Here, we observe that the original pseudotime, which ranged from 1 to 100 with two cells at each step and different paths, is now rescaled to a range of 1 to 8, with each path having an equal number of bins (8+8 in total). We also see the average bin sizes per path, indicating the average number of cells that make up a single bin for each path.

We can also visually inspect the binning process using a tile plot:

`plotBinTile(scmp_ob)`

The tile plot provides a clear view of the number of cells in each bin and how the sizes of bins compare with those of other paths in the same scmp_binned_pseudotime.

`scMaSigPro`

, being the successor of `maSigPro`

, utilizes the same polynomial regression model. Let’s consider a case with two branching paths along the same
pseudotime scale, modeled with a quadratic polynomial.
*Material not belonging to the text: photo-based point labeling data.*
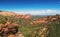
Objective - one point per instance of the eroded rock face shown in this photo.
(44, 20)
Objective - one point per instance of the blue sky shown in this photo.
(34, 7)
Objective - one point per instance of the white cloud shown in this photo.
(39, 12)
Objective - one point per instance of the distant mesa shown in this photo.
(13, 14)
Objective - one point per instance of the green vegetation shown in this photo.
(29, 30)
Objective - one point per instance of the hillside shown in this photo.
(20, 25)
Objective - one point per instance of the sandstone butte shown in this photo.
(44, 20)
(25, 16)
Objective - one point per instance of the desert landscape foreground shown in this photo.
(26, 25)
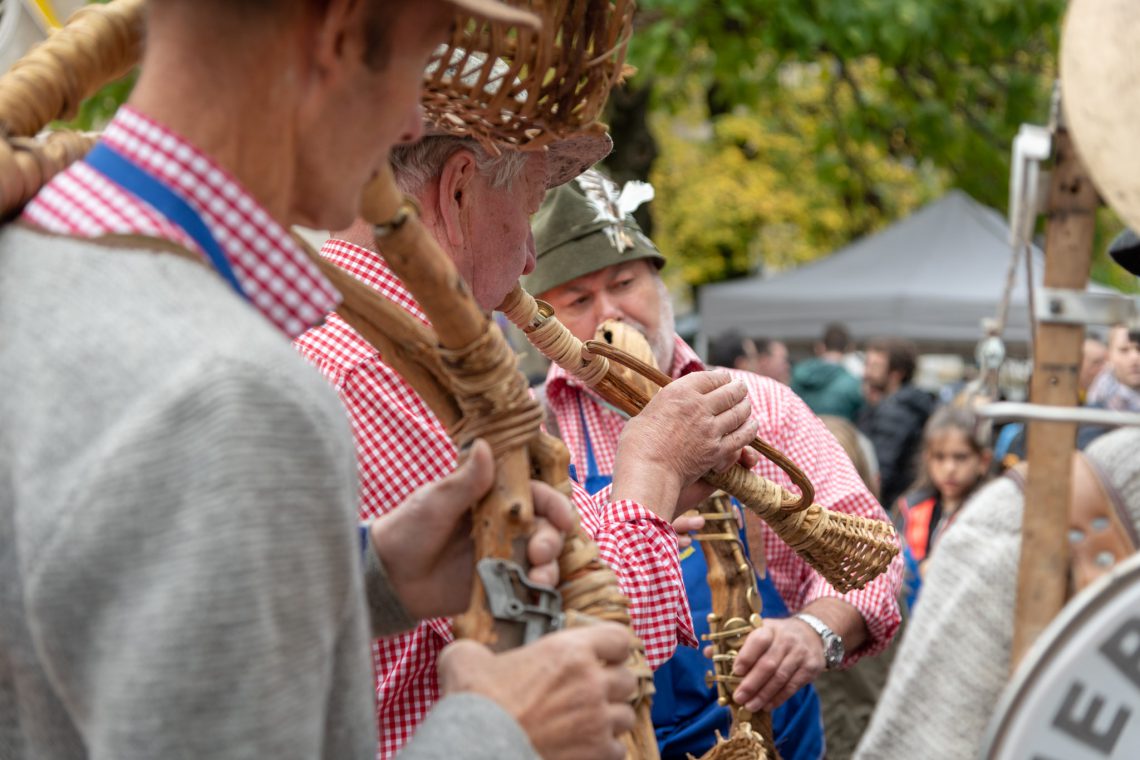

The model can be represented
as follows:

`## Loading required package: knitr`

\[\begin{align*} Y_{i} &\sim \text{NegativeBinomial}(\mu_{i}, \theta = 10) \\ \log(\mu_{i}) &= \beta_{0} + \beta_{1} \cdot (\text{Path}_{B}\text{vsPath}_{A})_{i} + \beta_{2} \cdot T_{\text{Pseudotime}}^{\text{Binned}_{i}} \\ &\quad + \beta_{3} \cdot (T_{\text{Pseudotime}}^{\text{Binned}_{i}} \cdot \text{Path}_{B_{i}}) + \beta_{4} \cdot (T_{\text{Pseudotime}}^{\text{Binned}_{i}})^2 \\ &\quad + \beta_{5} \cdot ((T_{\text{Pseudotime}}^{\text{Binned}_{i}})^2 \cdot \text{Path}_{B_{i}}) + \text{Offset}_{i} + \omega_{i} \cdot \epsilon_{i}\\ \end{align*}\]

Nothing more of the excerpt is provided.